- Location: Medhuziyaaraiy Magu, Malé, Maldives
- Type: Public, National library.
- Established: 12 July 1945; 80 years ago

Other information
- Website: www.nlm.gov.mv

= National Library of Maldives =

The National Library of the Republic of the Maldives (Qaumee Kuthubuhaanaa) was established in 1945. It serves as the Public and National Library of the country, maintaining modern literature. It provides a diverse collection of all published reading materials and documents within the country. The National Library is financed by the government and functions under the Ministry of Arts Culture and Heritage.

== History ==
The National Library of the Republic of Maldives was founded on 12 July 1945 as the "State Library" (Dhaulathuge Kuthubukhaanaa) of the Maldives by Ameer Mohamed Amin Didi, then the Head of the Department of Education. In 1948, The Library was renamed to Majeedhee Library (Majeedhee Kuthubukhaanaa) named after one of the most popular statesmen of the Maldives, Ameer Abdul Majeed Didi ('Abdul Majeed Rannabandeyri Kilegefaanu). The library was functioning under the Ministry of Home Affairs (Vuzaarathudhdhaakhiliyyaa). During this time, it received a revolving book collection from the Colombo based British Council, it was to be rotated every three months. The library also received a book collection left by the British in the Gan Island, Seenu Atoll. The library service duties were carried out by Sayyid 'Abdul Latheef. In 1978, the government created a librarian post and appointed Habeeba Hussayn Habeeb as the librarian. The Library was now under supervision of the President's Office. The government decided to bring a delegate from UNESCO in 1980. The role of the delegate was to consult the government's development plan of the library and school libraries in Maldives, thus resulted in the first librarianship courses conducted at the library. The library was renamed a second time on 1 June 1982 by the former President of the Maldives, Maumoon Abdul Gayoom as the National Library (Qaumee Kuthubuhaanaa). In 1993, the library began operating under the Ministry of Information and Broadcasting, later on changing between 2009-2013 to the Ministry of Tourism, which changed again after 2013 from working as a department under the Ministry of Youth and Sports. In 13 July 2018 onwards it's been operating under the Ministry of Arts Culture and Heritage.
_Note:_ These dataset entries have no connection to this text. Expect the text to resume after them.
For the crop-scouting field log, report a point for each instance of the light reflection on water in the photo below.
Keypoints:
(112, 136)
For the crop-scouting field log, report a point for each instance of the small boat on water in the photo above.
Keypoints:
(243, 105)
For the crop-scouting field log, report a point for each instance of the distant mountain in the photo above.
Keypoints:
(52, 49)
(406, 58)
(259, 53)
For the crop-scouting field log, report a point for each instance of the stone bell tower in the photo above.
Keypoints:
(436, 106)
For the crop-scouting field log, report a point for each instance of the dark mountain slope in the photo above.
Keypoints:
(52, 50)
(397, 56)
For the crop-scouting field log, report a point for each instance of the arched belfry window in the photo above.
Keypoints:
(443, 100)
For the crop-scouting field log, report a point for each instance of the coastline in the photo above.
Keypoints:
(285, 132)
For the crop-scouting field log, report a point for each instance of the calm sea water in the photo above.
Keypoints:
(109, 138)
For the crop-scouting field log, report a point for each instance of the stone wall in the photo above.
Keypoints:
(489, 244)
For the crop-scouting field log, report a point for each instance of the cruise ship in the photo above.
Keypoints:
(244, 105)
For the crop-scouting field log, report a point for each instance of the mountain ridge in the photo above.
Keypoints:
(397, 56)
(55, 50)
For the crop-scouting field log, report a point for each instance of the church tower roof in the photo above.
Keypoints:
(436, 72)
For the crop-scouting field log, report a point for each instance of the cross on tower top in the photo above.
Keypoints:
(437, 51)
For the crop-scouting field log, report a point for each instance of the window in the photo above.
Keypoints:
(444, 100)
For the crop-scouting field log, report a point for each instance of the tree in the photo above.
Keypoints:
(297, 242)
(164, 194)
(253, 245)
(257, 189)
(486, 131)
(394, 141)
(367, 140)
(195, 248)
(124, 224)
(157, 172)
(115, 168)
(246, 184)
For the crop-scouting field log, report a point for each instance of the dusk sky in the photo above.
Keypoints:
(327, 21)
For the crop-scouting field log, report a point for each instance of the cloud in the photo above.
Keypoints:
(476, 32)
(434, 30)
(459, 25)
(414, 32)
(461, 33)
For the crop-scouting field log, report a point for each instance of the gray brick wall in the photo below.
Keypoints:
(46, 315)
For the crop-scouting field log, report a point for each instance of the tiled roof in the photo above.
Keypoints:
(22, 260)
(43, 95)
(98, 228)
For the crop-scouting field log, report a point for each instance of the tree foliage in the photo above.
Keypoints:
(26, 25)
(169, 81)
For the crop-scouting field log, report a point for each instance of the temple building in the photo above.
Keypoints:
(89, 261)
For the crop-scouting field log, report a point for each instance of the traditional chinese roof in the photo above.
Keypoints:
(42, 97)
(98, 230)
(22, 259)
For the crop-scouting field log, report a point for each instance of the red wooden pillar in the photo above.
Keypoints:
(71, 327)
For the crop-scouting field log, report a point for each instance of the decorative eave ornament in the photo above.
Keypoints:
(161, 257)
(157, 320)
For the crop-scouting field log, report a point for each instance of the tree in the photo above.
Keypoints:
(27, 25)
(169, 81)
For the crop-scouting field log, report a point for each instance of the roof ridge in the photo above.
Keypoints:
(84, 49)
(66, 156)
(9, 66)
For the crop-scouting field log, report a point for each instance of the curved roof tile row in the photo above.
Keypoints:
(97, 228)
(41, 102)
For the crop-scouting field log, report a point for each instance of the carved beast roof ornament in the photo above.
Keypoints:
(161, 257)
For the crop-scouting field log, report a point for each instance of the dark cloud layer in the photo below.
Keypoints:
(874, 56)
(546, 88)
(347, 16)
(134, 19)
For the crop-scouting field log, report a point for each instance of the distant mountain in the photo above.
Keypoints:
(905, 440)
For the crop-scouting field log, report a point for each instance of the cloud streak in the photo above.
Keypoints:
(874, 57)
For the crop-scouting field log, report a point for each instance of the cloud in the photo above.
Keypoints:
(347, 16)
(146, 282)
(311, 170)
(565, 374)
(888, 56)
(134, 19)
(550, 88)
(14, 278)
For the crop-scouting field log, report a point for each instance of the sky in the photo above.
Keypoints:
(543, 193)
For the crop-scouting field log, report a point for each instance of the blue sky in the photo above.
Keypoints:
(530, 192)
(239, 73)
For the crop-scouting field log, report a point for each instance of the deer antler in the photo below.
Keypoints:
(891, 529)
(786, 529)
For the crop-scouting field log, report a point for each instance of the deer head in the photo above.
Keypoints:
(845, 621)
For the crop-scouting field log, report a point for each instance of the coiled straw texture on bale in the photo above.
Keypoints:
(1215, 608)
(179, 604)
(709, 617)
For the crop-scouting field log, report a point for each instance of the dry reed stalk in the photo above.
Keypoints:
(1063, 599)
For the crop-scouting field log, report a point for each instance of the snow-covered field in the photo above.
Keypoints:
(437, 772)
The Library has a fairly good number of Arabic, Urdu, Dhivehi, and English books. The English section holds more than 37,970 books including both Reference Fiction and Non-Fiction. Dhivehi section, Arabic section and Urdu section holds 10212, 1570 and 950 books respectively. In addition, the Library holds special collections in its American Corner; UN collection; Women and Gender collection. Serial collection holds periodical volumes, reports, manuscripts, journals and other serials, newspapers and press cutting files, and pamphlets. The Library's collection includes books relating to different subjects such as: Generalities; Philosophy & Psychology; Religion; Social Sciences; Environment; Language; Natural Sciences & Mathematics; Technology (Applied Science); The Arts - Fine and Decorative arts; Literature & Rhetoric; Geography & History.